Jetzt hab ich hier mal ein paar Posts gelesen und muss mal fragen wie ihr dieses Wackeln eigentlich definiert, bzw. wie stark dieses Spiel eigentlich ist? Ich hab meine Reverb seit ca 200 km AM Einsatz montiert und kann absolut nicht klagen. Das einzige was bei meiner Stütze zu spüren ist, ist ein minimales Axialspiel des Tauchrohres, lasst es 0,3 -0,5 mm sein. Hab nichtmal Paste zum Erhöhen des Reibwiederstandes im Sattelrohr und sie sitzt bombenfest. Auch das Ein- und Ausfahren funzt einwandfrei. Ich hab die Leitung bei der Montage auch gekürzt und musste danach nichtmal entlüften. Ich kann daher allen mit "defekter" Stütze nur mein Beileid aussprechen!


----------



## Rüssel__ (17. August 2011)

ParaNeed schrieb:


> Jetzt hab ich hier mal ein paar Posts gelesen und muss mal fragen wie ihr dieses Wackeln eigentlich definiert, bzw. wie stark dieses Spiel eigentlich ist? Ich hab meine Reverb seit ca 200 km AM Einsatz montiert und kann absolut nicht klagen. Das einzige was bei meiner Stütze zu spüren ist, ist ein minimales Axialspiel des Tauchrohres, lasst es 0,3 -0,5 mm sein.



Nah ja 200 KM ist ja auch noch nichts.

Meine hat ewig kein Spiel gehabt (überhaupt keins).
Jetzt aktuell hab ich ca. 4.000KM mit der Reverb runter (auch schon einige Bikeparkeinsätze mit Sessel / Schlepplift) und meine wackelt auch ziemlich, aber beim pedalieren merk ich davon überhaupt nichts.

Meine hat spiel vor und zurück (also richtung Lenker) und wenn ich den Sattel nach rechts links dreh auch.
Hab grad mal n Meterstab am Lenker angelegt und auf n Sattel gelegt und den Sattel mal vor und zurück bewegt, da hab ich 1mm spiel und seitlich genau so

Aber sie verrichtet immer noch ihren Dienst


----------



## leeresblatt (17. August 2011)

Bei mir waren es bei neuer Stütze 2mm vor und zurück (also insgesamt) und auch ein leichtes radiales Spiel. Beim Fahren merke ich es nicht und somit stört es mich nicht.
Wenn man seine volle Aufmerksamkeit darauf richten würde, würde man es vielleicht merken. 
Dieses Wackeln ist eine Art von Problemen, das kein wirkliches Problem darstellt aber woraus man ein Problem machen kann.


----------



## TaunusHillHoppe (17. August 2011)

Also mir geht das Wackeln auf die Nüsse und warum soll man sich so eine Qualität gefallen lassen wenn das bei anderen Anbietern nicht auftritt?????

Nen Zylinder so zu fertigen das er plan im Kolben sitzt ist doch keine Kunst und Industriestandard.

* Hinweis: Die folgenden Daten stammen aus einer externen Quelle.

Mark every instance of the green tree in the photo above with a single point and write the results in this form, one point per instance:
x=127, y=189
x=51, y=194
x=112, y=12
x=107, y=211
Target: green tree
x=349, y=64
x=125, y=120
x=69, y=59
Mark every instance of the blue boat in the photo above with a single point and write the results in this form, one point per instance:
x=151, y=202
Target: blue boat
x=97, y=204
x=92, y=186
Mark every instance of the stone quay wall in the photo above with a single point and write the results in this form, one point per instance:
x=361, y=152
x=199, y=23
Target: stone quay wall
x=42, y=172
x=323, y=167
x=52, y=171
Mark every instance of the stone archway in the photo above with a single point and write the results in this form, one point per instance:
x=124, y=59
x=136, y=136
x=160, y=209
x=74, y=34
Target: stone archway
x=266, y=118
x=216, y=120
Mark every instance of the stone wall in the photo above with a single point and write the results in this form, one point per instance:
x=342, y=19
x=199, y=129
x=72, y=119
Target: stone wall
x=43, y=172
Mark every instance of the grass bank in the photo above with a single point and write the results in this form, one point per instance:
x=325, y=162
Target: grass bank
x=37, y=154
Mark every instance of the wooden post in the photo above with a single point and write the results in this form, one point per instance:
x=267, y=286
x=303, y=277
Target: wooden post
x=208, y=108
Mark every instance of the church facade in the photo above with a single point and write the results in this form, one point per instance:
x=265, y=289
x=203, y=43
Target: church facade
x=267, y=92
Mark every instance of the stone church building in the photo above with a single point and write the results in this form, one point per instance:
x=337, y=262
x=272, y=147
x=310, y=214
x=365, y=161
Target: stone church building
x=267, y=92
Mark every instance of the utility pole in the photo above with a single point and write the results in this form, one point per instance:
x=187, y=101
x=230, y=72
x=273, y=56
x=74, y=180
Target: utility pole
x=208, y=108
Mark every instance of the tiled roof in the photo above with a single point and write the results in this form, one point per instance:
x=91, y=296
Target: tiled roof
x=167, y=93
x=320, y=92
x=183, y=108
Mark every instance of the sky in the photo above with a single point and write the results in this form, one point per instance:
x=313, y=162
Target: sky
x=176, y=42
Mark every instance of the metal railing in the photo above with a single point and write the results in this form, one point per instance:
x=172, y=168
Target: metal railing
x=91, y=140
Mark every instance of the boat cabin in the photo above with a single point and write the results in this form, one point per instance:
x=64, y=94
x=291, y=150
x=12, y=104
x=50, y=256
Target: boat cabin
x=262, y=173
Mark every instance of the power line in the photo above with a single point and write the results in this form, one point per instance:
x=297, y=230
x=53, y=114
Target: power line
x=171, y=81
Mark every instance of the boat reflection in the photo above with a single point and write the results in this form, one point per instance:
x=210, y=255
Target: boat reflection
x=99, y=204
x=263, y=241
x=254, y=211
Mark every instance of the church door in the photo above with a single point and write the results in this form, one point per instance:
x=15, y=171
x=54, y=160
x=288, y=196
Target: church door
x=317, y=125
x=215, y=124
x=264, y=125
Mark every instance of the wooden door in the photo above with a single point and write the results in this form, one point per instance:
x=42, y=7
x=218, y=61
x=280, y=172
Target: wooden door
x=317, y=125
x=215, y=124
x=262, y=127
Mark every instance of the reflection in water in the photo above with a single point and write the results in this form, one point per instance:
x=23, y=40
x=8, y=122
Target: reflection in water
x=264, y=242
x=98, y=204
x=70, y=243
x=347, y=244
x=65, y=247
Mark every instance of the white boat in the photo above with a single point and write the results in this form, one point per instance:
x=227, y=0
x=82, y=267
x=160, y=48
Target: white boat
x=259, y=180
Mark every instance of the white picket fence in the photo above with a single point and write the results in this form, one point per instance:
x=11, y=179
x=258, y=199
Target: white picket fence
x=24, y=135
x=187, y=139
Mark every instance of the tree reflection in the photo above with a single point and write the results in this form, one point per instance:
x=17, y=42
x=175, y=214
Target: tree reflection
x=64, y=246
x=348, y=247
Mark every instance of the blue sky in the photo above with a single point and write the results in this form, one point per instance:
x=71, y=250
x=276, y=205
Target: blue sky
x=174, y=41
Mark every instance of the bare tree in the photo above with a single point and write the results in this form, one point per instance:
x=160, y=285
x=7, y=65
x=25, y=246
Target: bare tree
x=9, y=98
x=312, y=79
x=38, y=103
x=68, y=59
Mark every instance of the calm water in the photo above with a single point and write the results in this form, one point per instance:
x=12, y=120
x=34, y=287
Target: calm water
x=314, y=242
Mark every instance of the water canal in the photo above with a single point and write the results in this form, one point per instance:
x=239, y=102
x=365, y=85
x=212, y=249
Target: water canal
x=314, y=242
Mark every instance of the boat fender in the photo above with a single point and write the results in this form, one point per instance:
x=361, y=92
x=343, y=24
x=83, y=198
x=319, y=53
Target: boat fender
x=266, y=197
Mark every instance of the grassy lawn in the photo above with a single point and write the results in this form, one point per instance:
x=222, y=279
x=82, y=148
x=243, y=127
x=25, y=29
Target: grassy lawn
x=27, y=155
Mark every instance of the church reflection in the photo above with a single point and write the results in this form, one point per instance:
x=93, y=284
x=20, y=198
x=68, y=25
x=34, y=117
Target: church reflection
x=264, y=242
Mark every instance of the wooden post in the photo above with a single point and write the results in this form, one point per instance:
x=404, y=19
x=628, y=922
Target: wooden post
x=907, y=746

Was würdet Ihr sagen wenn Eure TALAS (oder sonstige Feder) so wackeln würde.


----------



## Mr_Vercetti (17. August 2011)

Es ist aber keine Federgabel, und man merkt bei Fahren nichts vom Wackeln. Ich habe jetzt 3000 km mit der Reverb runter, und die Stütze wackelt wie am ersten Tag. Solange sich das Spiel nicht verstärkt, und die Stütze weiter so perfekt funktioniert, sehe ich keinen Grund zum meckern.
Ich jedenfalls würde die Reverb sofort wieder kaufen...


----------



## MTB-News.de




----------



## TaunusHillHoppe (17. August 2011)

Na dann sind ja alle zufrieden. 

Nur die einen "wackeln" und die anderen "wackeln" nicht  Hauptsache es macht Spaß.

gegrüßte grüße


----------



## ParaNeed (17. August 2011)

leeresblatt schrieb:


> Dieses Wackeln ist eine Art von Problemen, das kein wirkliches Problem darstellt aber woraus man ein Problem machen kann.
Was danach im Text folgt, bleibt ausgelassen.